Date(s) - 10/12/2021
12:15 pm - 1:15 pm
Categories No Categories
Join the Department of Economics for our Fall 2021 Seminar Series.
Tuesday, October 12 | 12:15-1:15 p.m.
Zoom Link: https://zoom.us/j/92714907841
Professor of Economics, University of Mannheim
Fields: Macroeconomics, Family Economics, Development
In recent US recessions, employment losses have been much larger for men than for women. Yet, in the economic downturn caused by the Covid-19 pandemic the opposite is true: women’s employment declined much more than men’s. Why does a pandemic recession have a disproportionate impact on women’s employment, and what are the wider repercussions of this phenomenon? We argue that more women lost jobs because their employment is concentrated in contact-intensive sectors such as restaurants and because increased childcare needs during school and daycare closures prevented many from working.

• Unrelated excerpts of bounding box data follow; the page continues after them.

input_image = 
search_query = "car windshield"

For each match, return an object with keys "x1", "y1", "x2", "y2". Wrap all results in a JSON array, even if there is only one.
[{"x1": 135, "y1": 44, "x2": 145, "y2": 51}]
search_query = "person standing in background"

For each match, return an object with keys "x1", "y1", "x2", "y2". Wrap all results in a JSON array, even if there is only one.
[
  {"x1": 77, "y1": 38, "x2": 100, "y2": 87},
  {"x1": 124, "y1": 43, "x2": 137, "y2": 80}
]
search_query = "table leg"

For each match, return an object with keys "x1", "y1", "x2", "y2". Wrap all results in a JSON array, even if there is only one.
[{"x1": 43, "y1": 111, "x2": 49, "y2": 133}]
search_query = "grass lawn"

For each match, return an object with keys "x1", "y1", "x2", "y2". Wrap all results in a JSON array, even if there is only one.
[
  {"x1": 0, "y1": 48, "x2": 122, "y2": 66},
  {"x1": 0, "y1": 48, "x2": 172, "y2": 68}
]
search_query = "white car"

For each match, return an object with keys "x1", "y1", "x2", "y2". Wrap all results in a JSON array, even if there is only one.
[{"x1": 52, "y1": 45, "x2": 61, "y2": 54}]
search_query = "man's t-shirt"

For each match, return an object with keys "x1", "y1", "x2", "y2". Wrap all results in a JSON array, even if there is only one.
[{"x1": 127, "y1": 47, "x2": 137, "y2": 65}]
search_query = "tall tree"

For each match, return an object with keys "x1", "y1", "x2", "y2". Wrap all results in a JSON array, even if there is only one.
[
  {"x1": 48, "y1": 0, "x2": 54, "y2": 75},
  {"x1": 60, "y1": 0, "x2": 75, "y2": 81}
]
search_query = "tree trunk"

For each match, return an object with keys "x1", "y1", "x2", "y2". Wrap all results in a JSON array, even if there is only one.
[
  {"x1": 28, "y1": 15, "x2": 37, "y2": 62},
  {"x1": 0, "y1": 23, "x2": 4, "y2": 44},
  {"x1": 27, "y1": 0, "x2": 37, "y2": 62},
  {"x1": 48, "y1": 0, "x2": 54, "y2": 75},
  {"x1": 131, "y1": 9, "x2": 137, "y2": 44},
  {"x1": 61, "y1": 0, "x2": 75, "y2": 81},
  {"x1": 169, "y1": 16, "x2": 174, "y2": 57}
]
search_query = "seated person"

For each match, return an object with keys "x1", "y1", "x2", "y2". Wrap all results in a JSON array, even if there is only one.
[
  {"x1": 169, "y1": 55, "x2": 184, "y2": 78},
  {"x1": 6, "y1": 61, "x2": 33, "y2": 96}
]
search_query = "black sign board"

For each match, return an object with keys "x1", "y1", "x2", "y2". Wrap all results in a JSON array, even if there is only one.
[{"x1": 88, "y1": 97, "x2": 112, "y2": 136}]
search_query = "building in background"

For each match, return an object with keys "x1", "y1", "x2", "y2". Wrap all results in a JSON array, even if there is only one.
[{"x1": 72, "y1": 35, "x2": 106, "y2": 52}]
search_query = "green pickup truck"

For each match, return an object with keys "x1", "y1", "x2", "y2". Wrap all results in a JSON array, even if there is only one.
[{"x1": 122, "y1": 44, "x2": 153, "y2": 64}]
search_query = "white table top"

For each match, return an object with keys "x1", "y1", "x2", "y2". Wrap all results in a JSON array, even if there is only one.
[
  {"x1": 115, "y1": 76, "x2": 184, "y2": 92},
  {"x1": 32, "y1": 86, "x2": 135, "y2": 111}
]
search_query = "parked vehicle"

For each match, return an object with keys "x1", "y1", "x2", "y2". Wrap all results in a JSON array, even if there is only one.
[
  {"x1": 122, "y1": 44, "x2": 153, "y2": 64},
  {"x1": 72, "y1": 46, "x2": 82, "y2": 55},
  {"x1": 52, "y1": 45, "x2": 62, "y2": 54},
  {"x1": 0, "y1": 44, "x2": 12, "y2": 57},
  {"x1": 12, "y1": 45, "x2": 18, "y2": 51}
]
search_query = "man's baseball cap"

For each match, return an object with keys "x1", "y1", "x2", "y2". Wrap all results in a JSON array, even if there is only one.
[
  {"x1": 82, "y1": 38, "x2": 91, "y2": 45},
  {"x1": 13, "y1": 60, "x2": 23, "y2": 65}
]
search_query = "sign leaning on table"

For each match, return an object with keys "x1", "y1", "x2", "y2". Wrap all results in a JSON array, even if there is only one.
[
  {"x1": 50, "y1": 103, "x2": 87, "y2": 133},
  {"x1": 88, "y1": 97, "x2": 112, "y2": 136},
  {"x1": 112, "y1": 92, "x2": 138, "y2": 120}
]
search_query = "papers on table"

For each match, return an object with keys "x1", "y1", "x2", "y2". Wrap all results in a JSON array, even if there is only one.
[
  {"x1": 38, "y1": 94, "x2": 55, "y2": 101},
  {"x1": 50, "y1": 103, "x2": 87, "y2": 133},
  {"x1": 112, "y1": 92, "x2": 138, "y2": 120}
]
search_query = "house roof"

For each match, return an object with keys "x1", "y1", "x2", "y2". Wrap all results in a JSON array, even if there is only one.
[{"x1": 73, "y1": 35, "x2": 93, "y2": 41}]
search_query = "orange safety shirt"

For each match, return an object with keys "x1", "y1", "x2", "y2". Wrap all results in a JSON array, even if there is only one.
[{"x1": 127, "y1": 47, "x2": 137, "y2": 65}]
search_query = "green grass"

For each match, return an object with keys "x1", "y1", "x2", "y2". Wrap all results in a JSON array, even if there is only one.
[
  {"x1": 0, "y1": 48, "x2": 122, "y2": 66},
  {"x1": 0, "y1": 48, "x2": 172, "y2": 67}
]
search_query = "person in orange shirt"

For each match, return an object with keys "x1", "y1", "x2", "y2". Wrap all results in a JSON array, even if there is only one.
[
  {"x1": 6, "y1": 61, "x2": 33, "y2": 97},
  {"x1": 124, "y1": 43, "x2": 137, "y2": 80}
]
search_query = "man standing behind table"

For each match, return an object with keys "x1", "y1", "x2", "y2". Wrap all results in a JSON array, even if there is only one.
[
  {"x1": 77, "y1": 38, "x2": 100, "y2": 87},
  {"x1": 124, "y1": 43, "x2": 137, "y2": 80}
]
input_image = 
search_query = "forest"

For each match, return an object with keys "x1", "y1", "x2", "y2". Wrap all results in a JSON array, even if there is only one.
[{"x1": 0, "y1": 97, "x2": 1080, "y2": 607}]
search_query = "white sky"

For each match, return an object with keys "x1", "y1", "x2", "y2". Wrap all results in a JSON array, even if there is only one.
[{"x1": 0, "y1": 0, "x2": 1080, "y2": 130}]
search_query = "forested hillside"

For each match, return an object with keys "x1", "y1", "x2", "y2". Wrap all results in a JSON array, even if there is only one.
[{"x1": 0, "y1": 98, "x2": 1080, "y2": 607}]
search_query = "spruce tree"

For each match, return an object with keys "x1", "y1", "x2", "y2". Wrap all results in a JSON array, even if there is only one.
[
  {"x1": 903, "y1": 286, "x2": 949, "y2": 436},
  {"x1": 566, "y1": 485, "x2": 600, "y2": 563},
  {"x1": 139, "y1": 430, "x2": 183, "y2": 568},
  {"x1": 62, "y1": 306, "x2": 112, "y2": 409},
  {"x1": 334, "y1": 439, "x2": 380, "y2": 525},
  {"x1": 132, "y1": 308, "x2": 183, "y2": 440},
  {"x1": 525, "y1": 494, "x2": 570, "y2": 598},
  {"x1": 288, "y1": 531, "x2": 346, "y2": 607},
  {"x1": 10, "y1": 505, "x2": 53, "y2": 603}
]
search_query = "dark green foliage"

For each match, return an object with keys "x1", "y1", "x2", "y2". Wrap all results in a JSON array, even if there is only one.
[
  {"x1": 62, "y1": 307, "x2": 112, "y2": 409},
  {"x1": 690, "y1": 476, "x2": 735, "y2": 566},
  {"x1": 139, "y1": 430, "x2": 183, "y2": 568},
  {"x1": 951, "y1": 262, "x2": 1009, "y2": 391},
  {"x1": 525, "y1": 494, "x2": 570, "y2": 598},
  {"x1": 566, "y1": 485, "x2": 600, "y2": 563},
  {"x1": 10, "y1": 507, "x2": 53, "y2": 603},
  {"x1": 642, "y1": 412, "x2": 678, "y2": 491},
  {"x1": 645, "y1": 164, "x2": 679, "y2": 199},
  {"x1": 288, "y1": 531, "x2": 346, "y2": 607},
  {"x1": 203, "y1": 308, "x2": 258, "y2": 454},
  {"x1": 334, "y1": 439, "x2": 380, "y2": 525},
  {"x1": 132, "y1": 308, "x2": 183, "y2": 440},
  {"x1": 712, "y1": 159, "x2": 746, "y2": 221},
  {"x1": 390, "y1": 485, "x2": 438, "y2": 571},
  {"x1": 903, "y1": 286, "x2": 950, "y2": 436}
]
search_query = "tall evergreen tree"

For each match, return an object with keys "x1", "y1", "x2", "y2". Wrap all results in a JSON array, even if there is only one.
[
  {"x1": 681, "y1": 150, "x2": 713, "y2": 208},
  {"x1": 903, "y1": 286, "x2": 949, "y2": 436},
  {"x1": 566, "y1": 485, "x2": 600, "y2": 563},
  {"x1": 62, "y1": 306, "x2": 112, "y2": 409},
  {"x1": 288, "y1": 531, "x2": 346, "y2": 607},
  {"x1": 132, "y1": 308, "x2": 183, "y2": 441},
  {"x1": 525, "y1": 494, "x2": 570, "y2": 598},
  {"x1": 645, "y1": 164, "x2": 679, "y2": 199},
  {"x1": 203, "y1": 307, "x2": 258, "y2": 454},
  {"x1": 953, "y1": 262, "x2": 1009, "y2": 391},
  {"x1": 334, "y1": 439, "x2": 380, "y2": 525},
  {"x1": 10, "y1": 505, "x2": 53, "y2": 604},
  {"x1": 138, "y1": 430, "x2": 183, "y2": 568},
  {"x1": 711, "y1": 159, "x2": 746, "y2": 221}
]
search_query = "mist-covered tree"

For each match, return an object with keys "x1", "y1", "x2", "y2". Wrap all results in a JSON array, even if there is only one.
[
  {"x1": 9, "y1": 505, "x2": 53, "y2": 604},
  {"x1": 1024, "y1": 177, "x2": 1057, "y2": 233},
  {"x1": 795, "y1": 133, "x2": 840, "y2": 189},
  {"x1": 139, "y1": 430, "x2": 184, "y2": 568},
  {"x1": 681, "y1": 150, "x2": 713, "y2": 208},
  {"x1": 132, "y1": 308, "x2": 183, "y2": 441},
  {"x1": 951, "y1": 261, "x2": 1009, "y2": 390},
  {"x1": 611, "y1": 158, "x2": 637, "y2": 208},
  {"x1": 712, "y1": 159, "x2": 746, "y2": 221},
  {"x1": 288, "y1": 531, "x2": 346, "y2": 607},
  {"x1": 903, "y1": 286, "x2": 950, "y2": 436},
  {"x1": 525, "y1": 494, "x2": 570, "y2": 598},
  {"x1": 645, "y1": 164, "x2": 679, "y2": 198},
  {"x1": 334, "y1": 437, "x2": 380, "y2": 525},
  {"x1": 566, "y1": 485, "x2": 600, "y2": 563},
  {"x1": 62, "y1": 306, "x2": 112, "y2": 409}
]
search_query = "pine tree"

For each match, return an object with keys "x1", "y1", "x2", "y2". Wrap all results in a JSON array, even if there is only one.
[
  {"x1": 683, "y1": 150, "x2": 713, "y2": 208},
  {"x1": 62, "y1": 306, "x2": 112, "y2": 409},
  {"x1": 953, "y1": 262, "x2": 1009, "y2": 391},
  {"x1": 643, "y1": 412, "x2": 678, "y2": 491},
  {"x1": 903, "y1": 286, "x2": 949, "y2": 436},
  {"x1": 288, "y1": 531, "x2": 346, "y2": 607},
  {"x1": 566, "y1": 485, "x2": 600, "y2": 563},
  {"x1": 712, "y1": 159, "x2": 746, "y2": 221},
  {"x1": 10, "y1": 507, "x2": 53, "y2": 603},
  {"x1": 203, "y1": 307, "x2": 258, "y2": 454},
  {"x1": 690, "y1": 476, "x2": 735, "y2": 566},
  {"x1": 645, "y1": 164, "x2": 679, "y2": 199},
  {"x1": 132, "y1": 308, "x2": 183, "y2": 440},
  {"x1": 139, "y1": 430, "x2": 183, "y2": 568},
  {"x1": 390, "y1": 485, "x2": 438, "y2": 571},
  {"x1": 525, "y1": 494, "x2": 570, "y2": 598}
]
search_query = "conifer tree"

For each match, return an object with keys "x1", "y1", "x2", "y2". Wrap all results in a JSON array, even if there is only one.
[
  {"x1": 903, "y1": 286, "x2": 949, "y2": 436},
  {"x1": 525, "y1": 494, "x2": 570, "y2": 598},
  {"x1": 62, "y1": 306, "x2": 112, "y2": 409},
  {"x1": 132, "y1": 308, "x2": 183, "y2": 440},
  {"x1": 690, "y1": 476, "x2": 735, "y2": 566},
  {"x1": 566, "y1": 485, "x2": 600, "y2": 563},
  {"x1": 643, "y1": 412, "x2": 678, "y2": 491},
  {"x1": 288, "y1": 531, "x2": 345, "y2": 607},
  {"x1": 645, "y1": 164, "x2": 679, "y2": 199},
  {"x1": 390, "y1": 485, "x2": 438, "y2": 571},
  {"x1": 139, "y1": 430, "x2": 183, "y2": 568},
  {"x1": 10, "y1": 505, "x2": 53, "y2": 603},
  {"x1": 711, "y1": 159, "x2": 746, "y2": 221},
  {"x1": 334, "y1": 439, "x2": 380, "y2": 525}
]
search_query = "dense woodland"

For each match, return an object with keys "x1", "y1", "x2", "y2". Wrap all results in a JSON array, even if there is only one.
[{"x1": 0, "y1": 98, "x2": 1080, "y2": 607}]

We analyze the macroeconomic implications of women’s employment losses using a model that features heterogeneity in gender, marital status, childcare needs, and human capital. A pandemic recession is qualitatively different from a regular recession because women’s labor supply behaves differently than men’s. Specifically, our quantitative analysis shows that a pandemic recession features a stronger transmission from employment to aggregate demand and results in a persistent widening of the gender wage gap. Many of the negative repercussions of a pandemic recession can be averted by prioritizing opening schools and daycare centers during the recovery.